For one, the numbers recently dug up by Tulsa World reveal that Bass Pro’s sales in the suburban Tulsa store have not followed economic trends. The outdoor gear retailer has grown sales there in three of the last four years, according to Tulsa World’s coverage of Bass Pro’s lease payments to Broken Arrow. Apparently, even during widespread economic hardships, fishermen, hunters, campers and golfers still spend on their hobbies. Maybe, it’s because of the recession they keep spending – as a form of an outlet.

City officials in Broken Arrow need to see the hobby spending as they pay down a controversial $24 million loan that financed construction of the $20 million Bass Pro store, which opened in late 2005, and road infrastructure in the Stone Wood Hills development it anchors. Under terms of the development agreement, Springfield-based Bass Pro remits to the city 2 percent of annual store sales and cuts another check, if necessary, to cover the balance. According to Tulsa World and city records, Bass Pro has met its $850,000 lease payment each year since 2006 – but it has had to make balloon payments of at least $100,000 annually to cover the rent.

For instance, in 2010, the store’s highest-grossing sales year, Bass Pro paid Broken Arrow $747,247, or 2 percent of store sales, plus $102,753 to cover the balance. That means Bass Pro rang up nearly $37.5 million in 2010 sales in Broken Arrow. Extrapolating that sales figure across its 57 stores, Bass Pro would tally more than $2.1 billion in annual sales. Forbes data, however, would suggest the Broken Arrow store is on the lower to middle end of revenue generators for Bass Pro. In the magazine’s list of the largest private companies in America, Forbes estimated 2010 sales of $3.65 billion, ranking Bass Pro No. 96 on 7 percent annual revenue growth. Forbes also included revenues from other Bass Pro holdings Tracker Marine and Big Cedar Lodge.

At the time the deal was structured with Broken Arrow and developer Phil Roland, Bass Pro’s store was expected to generate between $30 million and $50 million in annual sales. The city’s annual debt obligation was roughly $1.95 million.

Such is the Bass Pro business model sent to municipalities and developers around the country during the last decade: “Build it and Bass Pro will come.”

While city officials in Broken Arrow are shouldering the burden of the store’s construction loan, they say they’re in a comfortable position and expect the 20-year loan to be paid off in 15 years. They say the outdoor store is partly responsible for spurring additional developments – and new sales taxes – pointing to a dozen restaurants, two hotels, a shopping center, cinema and Target.

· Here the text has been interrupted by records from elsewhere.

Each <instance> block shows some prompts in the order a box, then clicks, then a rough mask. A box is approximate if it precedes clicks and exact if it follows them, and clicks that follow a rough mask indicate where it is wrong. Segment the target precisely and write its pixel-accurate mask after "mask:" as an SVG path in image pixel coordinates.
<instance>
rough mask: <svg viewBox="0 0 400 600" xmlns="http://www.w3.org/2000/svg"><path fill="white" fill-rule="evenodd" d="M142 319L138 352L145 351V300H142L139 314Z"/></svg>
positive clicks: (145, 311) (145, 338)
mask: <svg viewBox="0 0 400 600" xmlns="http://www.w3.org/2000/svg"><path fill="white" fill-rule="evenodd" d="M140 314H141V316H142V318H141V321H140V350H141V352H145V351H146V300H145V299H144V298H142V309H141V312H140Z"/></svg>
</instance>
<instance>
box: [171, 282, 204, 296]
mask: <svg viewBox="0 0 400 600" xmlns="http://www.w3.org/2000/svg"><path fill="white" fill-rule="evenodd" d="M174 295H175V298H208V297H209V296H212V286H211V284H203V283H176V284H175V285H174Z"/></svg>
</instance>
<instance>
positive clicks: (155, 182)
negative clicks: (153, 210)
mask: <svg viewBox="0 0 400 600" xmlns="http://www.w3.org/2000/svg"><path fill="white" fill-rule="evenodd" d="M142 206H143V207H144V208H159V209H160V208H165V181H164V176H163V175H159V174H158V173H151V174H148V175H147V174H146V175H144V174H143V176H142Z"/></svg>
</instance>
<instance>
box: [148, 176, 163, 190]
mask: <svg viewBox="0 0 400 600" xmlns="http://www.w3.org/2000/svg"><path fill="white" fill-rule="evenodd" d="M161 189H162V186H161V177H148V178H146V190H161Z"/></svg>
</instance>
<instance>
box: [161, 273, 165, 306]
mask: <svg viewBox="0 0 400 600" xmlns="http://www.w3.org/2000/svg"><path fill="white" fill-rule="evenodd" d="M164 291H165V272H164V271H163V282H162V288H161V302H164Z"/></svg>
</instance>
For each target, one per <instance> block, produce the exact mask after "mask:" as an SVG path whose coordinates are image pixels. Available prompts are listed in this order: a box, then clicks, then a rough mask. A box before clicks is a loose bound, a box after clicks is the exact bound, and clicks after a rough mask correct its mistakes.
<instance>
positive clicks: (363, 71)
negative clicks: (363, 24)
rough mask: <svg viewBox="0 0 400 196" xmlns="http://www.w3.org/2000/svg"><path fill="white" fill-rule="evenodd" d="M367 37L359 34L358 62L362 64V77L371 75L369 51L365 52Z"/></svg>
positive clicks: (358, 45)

Taxpayers have viewed the deal differently, filing suit against the city asserting officials violated Oklahoma’s open meetings law and were “duped” into paying the construction costs. In 2006, a Tulsa, Okla., judge dismissed the suit, ruling the deal was legal and in good faith.

As its store count has surged in recent years to now approach 60, Bass Pro has structured with communities and developers similar front-loaded lease models – an average of $29 million in taxpayer subsidies per project, according to a critical report by N.Y.-based Public Accountability Initiative.

The weight of such a deal was too heavy for the city of Leeds, Ala., which last week restructured its debt related to the development of a 150,000-square-foot Bass Pro store that opened in 2008.

The move releases the city from a large part of $24.3 million in general obligation debt, according to The Birmingham News. Leeds Mayor Eric Patterson called the original Bass Pro deal “a monumental burden that would prevent future development for this city for years, maybe decades.”

Under the new agreement, Birmingham News reported that Regions Bank and J.P. Morgan will guarantee Bass Pro’s payment of the bond debt.

With many of these deals signed in the last five years, we’re now at a point to see just how well they float. The question is whether other cities will squirm out like Leeds or hold the line like Broken Arrow.